Peter Bearman

Columbia University


Primary Section: 53, Social and Political Sciences
Membership Type:
Member (elected 2014)

Biosketch

Peter Bearman is the Cole Professor of the Social Sciences at Columbia University where he directs the Interdisciplinary Center for Innovative Theories and Empirics (INCITE), co-directs the RWJF Health & Society Scholars Program, and the Mellon Interdisciplinary Training Program for Social Scientists and Humanists. He is a recipient of the NIH Director's Pioneer Award for research directed towards accounting for the increased prevalence of autism. A specialist in network analysis, he co-designed the National Longitudinal Study of Adolescent Health. He has also conducted research in historical sociology, including "Relations into Rhetorics: Local Elite Social Structure in Norfolk, England, 1540-1640" (Rutgers, 1993).
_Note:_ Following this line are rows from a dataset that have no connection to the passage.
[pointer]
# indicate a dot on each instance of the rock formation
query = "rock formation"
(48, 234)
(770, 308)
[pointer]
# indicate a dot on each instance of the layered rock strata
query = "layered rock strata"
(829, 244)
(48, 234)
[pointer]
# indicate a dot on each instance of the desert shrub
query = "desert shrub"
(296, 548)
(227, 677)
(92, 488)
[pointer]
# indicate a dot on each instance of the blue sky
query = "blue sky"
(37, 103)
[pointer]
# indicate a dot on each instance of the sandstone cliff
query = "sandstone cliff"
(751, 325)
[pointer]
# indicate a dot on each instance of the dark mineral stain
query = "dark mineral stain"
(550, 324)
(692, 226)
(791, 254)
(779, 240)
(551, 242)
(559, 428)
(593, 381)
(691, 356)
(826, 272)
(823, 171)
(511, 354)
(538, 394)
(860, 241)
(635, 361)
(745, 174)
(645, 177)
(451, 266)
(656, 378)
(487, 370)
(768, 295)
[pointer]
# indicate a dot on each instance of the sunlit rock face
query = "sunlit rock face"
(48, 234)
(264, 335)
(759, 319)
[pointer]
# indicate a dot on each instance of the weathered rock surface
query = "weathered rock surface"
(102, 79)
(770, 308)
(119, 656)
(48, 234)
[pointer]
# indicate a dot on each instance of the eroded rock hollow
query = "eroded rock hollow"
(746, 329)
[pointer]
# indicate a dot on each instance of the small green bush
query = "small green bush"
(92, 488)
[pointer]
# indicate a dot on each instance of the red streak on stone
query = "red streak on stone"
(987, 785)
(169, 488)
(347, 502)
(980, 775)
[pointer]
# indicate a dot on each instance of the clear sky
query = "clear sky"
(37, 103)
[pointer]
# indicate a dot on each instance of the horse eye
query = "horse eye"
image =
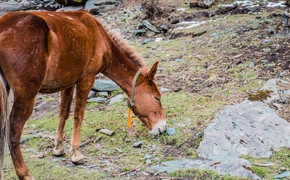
(157, 98)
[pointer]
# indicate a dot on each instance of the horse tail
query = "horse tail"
(4, 120)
He is the author of "Doormen" (University of Chicago Press, 2005), an editor of the "Handbook of Analytical Sociology" (Oxford University Press, 2009), After Tobacco (Columbia University Press), and "After the Fall" (Free Press), an oral history of 9/11 and its aftermath. He co-edits a book series on analytical sociology at the Princeton University Press. A graduate of Brown University (BA, 1978), Bearman received his PHD from Harvard University (1985). He has taught at Harvard, UNC-Chapel Hill, NYUAD, and Columbia University. He is a member of the American Academy of Arts and Sciences and the National Academy of Sciences.

Research Interests

Peter Bearman is a sociologist whose research spans diverse substantive topics, all of which are linked by a focus on understanding and modeling the relational contexts in which individuals are embedded and how those contexts shape and are shaped by the choices individuals make. A core focus of his work has been on health – especially on understanding adolescent risk behavior, especially sexual risk behavior and STI acquisition. More recently he has focused on the underlying dynamics driving the increased prevalence of autism. In this context he has studied the relationship between increased prevalence and the diffusion of autism awareness, ART and increased autism risk, and has led in the development of population-level data structures that enable one to disentangle social, genetic, and environmental factors implicated in the increased prevalence of autism. He has also worked extensively in the area of social networks and political behavior, the emergence of global networks, large-scale multi-sided conflict, diffusion dynamics, and exchange. Early work developed strategies for the network representation of complex interwoven texts including life-stories. His current work crosses the seams of the social sciences and cognitive social neuroscience and social science and the humanities.